While the study found lower discrimination capability when dealing with non-curated datasets, the differences were not significant. Models trained on dermoscopic images performed comparatively better, even to classify non-dermoscopic images. Hence, the study makes a case for the use of dermoscopic images for training.
The study also showed that optimising calibration performance on the validation dataset was insufficient for optimisation on test datasets, even when the validation dataset and test dataset come from the same source. The study suggests the models may better forecast their accuracy on curated benchmark datasets than real-world datasets.
For improving discrimination and calibration, the study recommends training and calibration of the model using data for the population it is being deployed for.
In terms of robustness, the study recommends diversifying training datasets further by capturing training images in different ways or use specialised computational techniques such as generating modification to CNN architecture, generating adversarial training models, or leveraging unlabelled examples.

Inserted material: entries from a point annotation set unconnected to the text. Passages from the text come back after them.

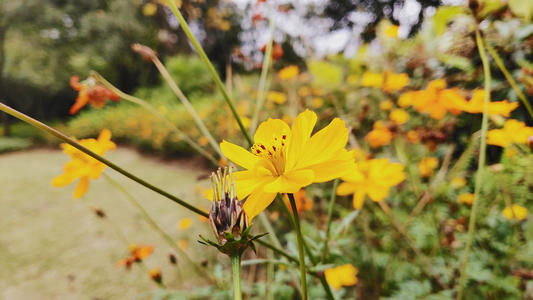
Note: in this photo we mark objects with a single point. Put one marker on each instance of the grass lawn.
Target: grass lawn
(54, 247)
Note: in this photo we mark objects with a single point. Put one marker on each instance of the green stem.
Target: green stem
(236, 269)
(156, 113)
(330, 218)
(148, 219)
(210, 67)
(87, 151)
(481, 164)
(263, 79)
(510, 79)
(301, 254)
(174, 87)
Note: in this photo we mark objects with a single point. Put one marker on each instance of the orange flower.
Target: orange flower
(379, 136)
(90, 92)
(303, 203)
(137, 254)
(427, 166)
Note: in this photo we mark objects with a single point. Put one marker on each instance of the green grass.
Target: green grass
(54, 247)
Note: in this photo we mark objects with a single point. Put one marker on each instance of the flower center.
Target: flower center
(273, 151)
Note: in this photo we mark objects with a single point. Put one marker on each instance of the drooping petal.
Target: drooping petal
(346, 188)
(358, 199)
(258, 201)
(290, 182)
(63, 180)
(238, 155)
(300, 134)
(324, 144)
(339, 165)
(82, 187)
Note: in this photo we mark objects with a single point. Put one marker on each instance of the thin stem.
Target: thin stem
(174, 87)
(301, 254)
(331, 205)
(156, 113)
(148, 219)
(263, 78)
(236, 269)
(510, 79)
(480, 168)
(87, 151)
(210, 67)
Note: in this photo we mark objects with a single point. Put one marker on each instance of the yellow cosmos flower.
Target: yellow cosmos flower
(276, 97)
(399, 116)
(515, 212)
(374, 177)
(284, 159)
(458, 182)
(372, 79)
(513, 131)
(395, 82)
(466, 198)
(379, 136)
(289, 72)
(427, 166)
(392, 30)
(82, 166)
(184, 223)
(340, 276)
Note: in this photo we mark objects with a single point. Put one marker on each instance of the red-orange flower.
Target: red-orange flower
(90, 92)
(137, 254)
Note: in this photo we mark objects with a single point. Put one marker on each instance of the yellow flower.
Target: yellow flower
(184, 223)
(413, 137)
(289, 72)
(276, 97)
(399, 116)
(344, 275)
(513, 131)
(458, 182)
(379, 136)
(374, 177)
(427, 166)
(392, 31)
(283, 159)
(82, 166)
(395, 82)
(466, 198)
(476, 104)
(317, 102)
(515, 212)
(372, 79)
(386, 105)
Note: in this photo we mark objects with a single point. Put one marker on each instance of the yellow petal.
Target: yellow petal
(258, 201)
(346, 188)
(358, 199)
(270, 129)
(82, 187)
(238, 155)
(300, 133)
(325, 143)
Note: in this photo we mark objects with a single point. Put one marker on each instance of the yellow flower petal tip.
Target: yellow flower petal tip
(285, 159)
(345, 275)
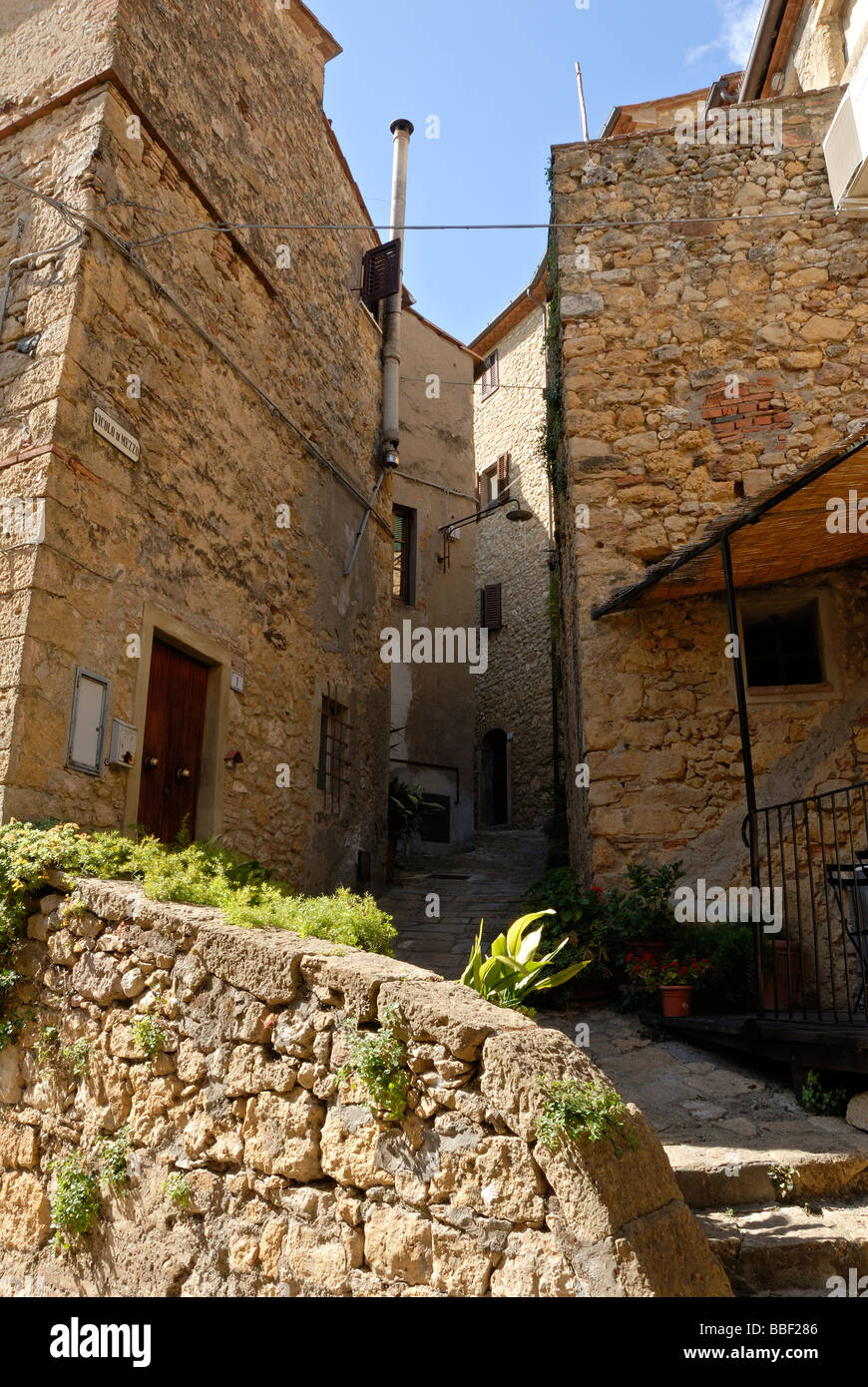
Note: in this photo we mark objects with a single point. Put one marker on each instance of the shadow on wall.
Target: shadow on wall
(494, 779)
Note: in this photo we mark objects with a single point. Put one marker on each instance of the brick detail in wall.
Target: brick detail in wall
(754, 411)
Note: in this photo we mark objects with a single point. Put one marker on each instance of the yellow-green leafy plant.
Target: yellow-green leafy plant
(178, 1190)
(149, 1034)
(377, 1062)
(513, 971)
(75, 1206)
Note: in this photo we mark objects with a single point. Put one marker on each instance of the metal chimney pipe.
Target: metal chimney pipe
(391, 331)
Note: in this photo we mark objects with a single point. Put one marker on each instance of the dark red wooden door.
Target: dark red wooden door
(173, 743)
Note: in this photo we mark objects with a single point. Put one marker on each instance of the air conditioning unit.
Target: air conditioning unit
(846, 146)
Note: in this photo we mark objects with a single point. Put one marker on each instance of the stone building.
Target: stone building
(804, 46)
(742, 276)
(434, 579)
(713, 380)
(195, 422)
(515, 710)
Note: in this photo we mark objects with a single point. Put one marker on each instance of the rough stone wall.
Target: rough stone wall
(434, 703)
(295, 1187)
(650, 334)
(516, 691)
(192, 529)
(47, 157)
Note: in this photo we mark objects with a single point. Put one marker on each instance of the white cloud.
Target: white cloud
(738, 22)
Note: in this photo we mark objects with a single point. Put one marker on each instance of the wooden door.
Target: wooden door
(173, 743)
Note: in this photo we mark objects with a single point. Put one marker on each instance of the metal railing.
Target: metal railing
(811, 856)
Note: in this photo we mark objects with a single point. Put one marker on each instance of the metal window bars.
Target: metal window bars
(811, 856)
(333, 768)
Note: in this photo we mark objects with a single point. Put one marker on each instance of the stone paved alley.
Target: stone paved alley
(724, 1124)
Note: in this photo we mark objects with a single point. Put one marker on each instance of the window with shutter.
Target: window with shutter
(491, 374)
(380, 273)
(502, 475)
(404, 576)
(493, 616)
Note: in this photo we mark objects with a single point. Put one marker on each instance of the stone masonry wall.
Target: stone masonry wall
(32, 341)
(651, 333)
(192, 529)
(516, 691)
(295, 1187)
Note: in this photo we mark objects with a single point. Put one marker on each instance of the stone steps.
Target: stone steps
(790, 1250)
(740, 1176)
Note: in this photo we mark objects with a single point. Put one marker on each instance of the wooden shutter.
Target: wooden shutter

Finally, to address the ‘out-of-distribution-problem’, the study recommends allowing models to abstain or express lower confidence levels for disease classes not seen during the training.
Experts have said that letting AI do the decision making leave healthcare professionals over-reliant on algorithms and lead to misdiagnosis. When introduced in a clinical setting, AI models should be able to accurately project their confidence level, lest it will do more harm than good in real world situations.